‘The next era of humanity’s technological development’: U.S. and its Asian allies get serious about semiconductors
TOKYO — As U.S. President Joe Biden visits Japan and South Korea, the three countries are looking for common ground on the world stage. One place they’re finding it is semiconductors.
A first stop for Biden on his first swing through Asia as president was a Samsung factory in South Korea.
“These little chips, only a few nanometers thick, are the key to propelling us into the next era of humanity’s technological development,” Biden said on Friday.
The new president of South Korea, Yoon Suk-yeol, said over the weekend that he and Biden “visited what can be described as the ‘global epicenter’ of cutting-edge semiconductor industry. There, I was able to feel the strength of our economic and technology alliance.”
Chips are integral to everything from automobiles to home appliances, and they’ll play an essential role in the development of artificial intelligence and quantum technologies. Leaders from the three countries have avoided mentioning China when it comes to semiconductors, but export controls are on the agenda as well.
“The main thing of interest to investors [from Biden’s trip to Asia] might be what they say about supply chains and semiconductors and how much they align on export controls of sensitive technologies to China and investment in the U.S.,” said Michael J. Green, senior vice president for Asia and Japan chair at the Center for Strategic and International Studies.
On Monday, U.S. Commerce Secretary Gina Raimondo met with her Japanese counterpart, Koichi Hagiuda, in Tokyo. The two discussed “cooperation in fields such as semiconductors and export control,” according to a CNBC translation of a statement from the Japanese Ministry of Economy, Trade and Industry.
Japan and South Korea are long-standing American allies, and both are technology powerhouses.
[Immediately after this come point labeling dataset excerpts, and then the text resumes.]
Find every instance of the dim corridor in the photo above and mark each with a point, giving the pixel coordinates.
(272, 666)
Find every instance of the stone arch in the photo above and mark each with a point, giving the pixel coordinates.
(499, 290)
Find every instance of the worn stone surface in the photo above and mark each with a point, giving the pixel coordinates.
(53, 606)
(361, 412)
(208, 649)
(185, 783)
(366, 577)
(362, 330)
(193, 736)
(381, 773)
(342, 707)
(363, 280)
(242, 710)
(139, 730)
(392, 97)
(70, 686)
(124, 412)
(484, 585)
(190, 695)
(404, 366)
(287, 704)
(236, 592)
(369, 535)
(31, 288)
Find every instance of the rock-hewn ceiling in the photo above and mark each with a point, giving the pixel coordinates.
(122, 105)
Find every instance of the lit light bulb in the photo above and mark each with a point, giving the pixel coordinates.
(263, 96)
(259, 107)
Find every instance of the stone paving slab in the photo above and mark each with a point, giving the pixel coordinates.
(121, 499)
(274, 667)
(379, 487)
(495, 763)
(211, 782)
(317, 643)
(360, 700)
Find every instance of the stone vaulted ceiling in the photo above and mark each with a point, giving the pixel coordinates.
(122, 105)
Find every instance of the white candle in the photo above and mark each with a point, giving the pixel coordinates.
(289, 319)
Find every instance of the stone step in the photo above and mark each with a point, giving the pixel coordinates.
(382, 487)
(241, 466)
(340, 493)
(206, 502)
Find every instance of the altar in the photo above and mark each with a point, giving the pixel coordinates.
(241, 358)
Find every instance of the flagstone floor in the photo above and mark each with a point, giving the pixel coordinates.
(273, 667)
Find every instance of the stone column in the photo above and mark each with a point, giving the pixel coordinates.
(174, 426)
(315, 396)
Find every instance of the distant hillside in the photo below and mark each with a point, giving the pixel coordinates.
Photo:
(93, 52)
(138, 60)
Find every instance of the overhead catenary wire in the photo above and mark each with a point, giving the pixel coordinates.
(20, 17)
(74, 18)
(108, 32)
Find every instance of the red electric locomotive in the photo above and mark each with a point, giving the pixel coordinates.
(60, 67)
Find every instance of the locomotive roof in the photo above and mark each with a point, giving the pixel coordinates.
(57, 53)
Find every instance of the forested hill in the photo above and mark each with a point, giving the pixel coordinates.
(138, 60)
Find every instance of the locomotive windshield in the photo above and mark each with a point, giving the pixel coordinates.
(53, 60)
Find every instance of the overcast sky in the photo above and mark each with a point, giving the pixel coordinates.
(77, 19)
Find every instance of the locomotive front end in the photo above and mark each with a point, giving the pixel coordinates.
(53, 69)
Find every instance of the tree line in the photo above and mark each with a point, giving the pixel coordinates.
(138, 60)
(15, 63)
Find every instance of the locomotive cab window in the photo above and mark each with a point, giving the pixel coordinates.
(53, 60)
But as of 2020, the two countries also have bigger export relationships with China than they do with the U.S.
To play a central role in the geopolitics around semiconductors, the Biden administration recognizes that the United States needs to boost its economic relevance in Asia.
While in Tokyo, Biden is expected to outline details of the Indo-Pacific Economic Framework, an agreement that will focus on shared standards around digital technology and supply chains.
The IPEF will not be a free trade deal, however.
Domestically, Biden has to deal with American voters on both the left and right who are suspicious of trade agreements.
The United States pioneered what was expected to be a massive free trade agreement, the Trans-Pacific Partnership or TPP, only to see it squashed by former President Donald Trump as soon as he entered office in 2017.
The TPP included twelve nations in Asia-Pacific, North America and South America.
Trump’s rival for the presidency, Hillary Clinton, said on the campaign trail that she would cancel the TPP as well, despite personally working on it as secretary of State under President Barack Obama.
After the United States undercut the TPP by withdrawing unilaterally, the remaining 11 nations proceeded to form the Comprehensive and Progressive Trans-Pacific Partnership — which China has formally applied to enter.